Looking over the Neutrinos thread started by ERISLOVER,
CHRONOS stated that the neutrino has a mass of 3 electron volts. I infer that 1 eV is the smallest possible unit of weight…correct?
If so, how many eVs make up one Planck Mass?
(I havent found a good site with a conversion table).
BTW…one quark volt=1/3 eV ,right? Or does that not work, since individual quarks can’t be isolated?
I think you are mixing up charge and energy. An electron volt isn’t anything special, it is just a convient unit on the atomic scale. It represents the amount of energy required to move an electron through a potential of one volt. You could certainly move an electron through a potential smaller than one volt, so energies of less than one electron volt are possible.
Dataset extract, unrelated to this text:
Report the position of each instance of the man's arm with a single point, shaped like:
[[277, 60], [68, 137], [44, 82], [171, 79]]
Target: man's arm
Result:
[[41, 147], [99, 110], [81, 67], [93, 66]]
Quarks are much more massive than 1/3 eV, although quarks do have fractional charges in thirds. Quarks have masses in the millions to billions of electron volts. An electron is about 510,000 eV. I doubt there are any particles we could detect that are less massive than a neutrino. It is so close to zero that it was assumed for some time to have no mass.
However, I don’t know of any theoretical lower limit on mass, except for the Standard Model. The model, when perfected, will give a map for all particles and explain why they have the mass they do. The least massive particle in the model will have the lowest mass possible, simply because no particles exist that are lower.
I read in a newspaper a few days ago that an neutrino detection experiment had cast doubt on the Standard Model. Knowing the ability of the media to talk bollocks when it comes to science, and having read this article, I’m none the wiser. I’ve no great understanding of the SM (read none), so what gives? Is it dead, in need of modification or does it explain these results?